Por Nuno Leal, Co-CEO do Doutor Finanças
O movimento de redução do número de balcões que a banca levou a cabo nos últimos anos teve os seus frutos no que respeita à eficiência e rentabilidade do setor bancário, mas acabou por se traduzir numa perda de capilaridade geográfica que foi, em grande parte, preenchida pelos intermediários de crédito, que mais do que duplicaram nos últimos cinco anos.
Este crescimento do número de intermediários permitiu que não se sentisse uma quebra no serviço e acesso ao crédito, mas colocou novos desafios ao regulador. O crescimento foi de tal ordem que acabou por ser algo desorganizado e até desregulado. O regulador pode (e deve) ter um papel mais ativo, para garantir que os intermediários sabem o que estão a fazer, que percebem efetivamente de intermediação. Não basta estar no mercado, é preciso estar preparado para o fazer com responsabilidade.
É neste contexto que faz sentido que o mercado caminhe para alguma concentração. Que haja maior organização em redes, porque isso dá mais robustez ao setor e maior segurança ao regulador. Reduz o risco regulatório e permite um controlo de qualidade mais eficaz. Sejamos realistas: o regulador não vai conseguir supervisionar os cerca de 5.800 intermediários de crédito (dos quais 2.200 operam especificamente no segmento de crédito habitação) de forma próxima e eficiente. Por isso, é fundamental que o próprio setor se organize e eleve os seus padrões.

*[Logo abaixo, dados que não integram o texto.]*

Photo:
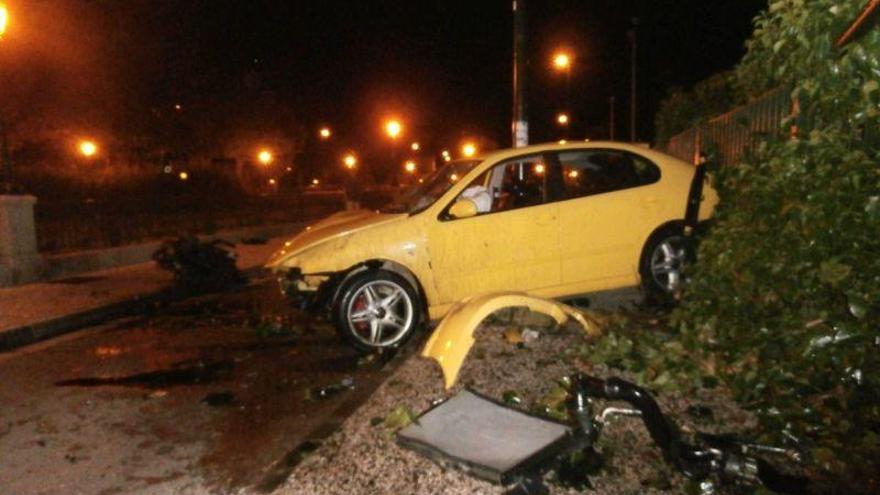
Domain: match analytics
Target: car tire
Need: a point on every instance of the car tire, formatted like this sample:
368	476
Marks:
376	310
662	266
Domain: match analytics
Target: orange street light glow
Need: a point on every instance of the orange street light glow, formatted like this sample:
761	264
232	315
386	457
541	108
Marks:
265	157
393	128
469	149
88	148
350	161
4	19
561	61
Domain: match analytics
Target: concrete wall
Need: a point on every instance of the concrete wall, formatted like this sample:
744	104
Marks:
19	260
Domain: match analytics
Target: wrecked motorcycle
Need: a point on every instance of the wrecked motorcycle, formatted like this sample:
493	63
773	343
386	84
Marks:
510	447
712	460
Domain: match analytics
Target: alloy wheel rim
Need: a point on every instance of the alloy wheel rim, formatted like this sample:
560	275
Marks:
667	261
380	313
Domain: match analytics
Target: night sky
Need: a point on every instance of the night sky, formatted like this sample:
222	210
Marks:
443	67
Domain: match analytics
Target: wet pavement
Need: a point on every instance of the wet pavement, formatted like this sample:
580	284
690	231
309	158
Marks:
220	394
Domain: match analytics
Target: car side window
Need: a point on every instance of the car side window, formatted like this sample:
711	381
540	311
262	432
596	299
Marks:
591	172
510	185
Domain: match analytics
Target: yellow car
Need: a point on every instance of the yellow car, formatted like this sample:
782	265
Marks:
551	220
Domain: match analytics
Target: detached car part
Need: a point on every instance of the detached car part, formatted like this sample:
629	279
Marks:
454	336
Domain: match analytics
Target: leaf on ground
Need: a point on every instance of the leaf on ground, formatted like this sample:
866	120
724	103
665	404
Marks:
400	417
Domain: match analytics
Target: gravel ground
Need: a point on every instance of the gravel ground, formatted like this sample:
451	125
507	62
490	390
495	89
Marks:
362	457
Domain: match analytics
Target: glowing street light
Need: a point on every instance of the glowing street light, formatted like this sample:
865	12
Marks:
88	148
265	157
4	19
469	149
350	161
393	128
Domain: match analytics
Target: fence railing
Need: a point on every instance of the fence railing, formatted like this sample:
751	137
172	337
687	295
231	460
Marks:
728	136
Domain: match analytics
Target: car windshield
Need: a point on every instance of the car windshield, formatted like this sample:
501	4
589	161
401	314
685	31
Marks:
423	194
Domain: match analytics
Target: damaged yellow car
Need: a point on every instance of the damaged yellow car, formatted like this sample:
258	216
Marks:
553	220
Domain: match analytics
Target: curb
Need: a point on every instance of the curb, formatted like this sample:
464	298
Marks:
15	338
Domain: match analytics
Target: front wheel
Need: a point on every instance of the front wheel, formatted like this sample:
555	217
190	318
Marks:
377	309
662	265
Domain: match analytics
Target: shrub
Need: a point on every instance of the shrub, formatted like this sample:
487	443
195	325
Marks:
681	109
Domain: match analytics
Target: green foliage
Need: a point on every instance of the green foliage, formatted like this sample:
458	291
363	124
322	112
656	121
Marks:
681	109
786	294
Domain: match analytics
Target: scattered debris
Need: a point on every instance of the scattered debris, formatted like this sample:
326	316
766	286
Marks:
253	241
513	336
700	412
198	373
511	397
107	351
400	417
200	266
529	335
320	393
279	473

Olhando para o futuro, o papel dos intermediários deverá continuar a consolidar-se, contribuindo para descomplicar o acesso ao crédito e a reduzir as dores dos processos para o consumidor final. Os intermediários de crédito operam em parceria com os bancos, assentando a sua oferta de valor no serviço e não no produto, pois este não está nas suas mãos, mas sim dos parceiros com quem trabalha. Ao focar no serviço, o intermediário está numa posição ímpar para oferecer uma opinião isenta e personalizada. Se o intermediário conseguir descomplicar e dar uma opinião imparcial, quando o cliente chegar ao banco é porque aquela é, de facto, a melhor opção para ele.
Este papel ajuda a dar uma imagem mais limpa, transparente e honesta ao setor financeiro, beneficiando todos os “players”. Isto aplica-se à intermediação de crédito como a qualquer outra. Basta pensarmos no mercado automóvel: o que oferece um stand que representa uma única marca versus um que trabalha com várias? A diversidade e a imparcialidade são, por si só, um valor acrescentado.
E o papel dos intermediários não termina aqui. Têm também um contributo importante na digitalização dos processos. O setor da concessão de crédito continua a seguir leis antigas e desajustadas da realidade atual. Entretanto, o mundo mudou, e os intermediários podem ajudar a fazer essa mudança do seu lado, sem que os bancos tenham de a fazer sozinhos. Têm a capacidade de construir processos muito mais ágeis, mais robustos e mais seguros. Podem entregar aos bancos o produto final através de API, com análise prévia de risco feita e toda a documentação reunida e validada. Quando chega ao banco, o processo encontra-se numa fase mais avançada, sendo mais célere. Não precisa de começar do zero, nem de consumir tempo e recursos adicionais.
Este é o caminho para um mercado mais maduro, mais eficiente e mais justo. Um mercado onde todos – reguladores, bancos, intermediários e consumidores – saem a ganhar.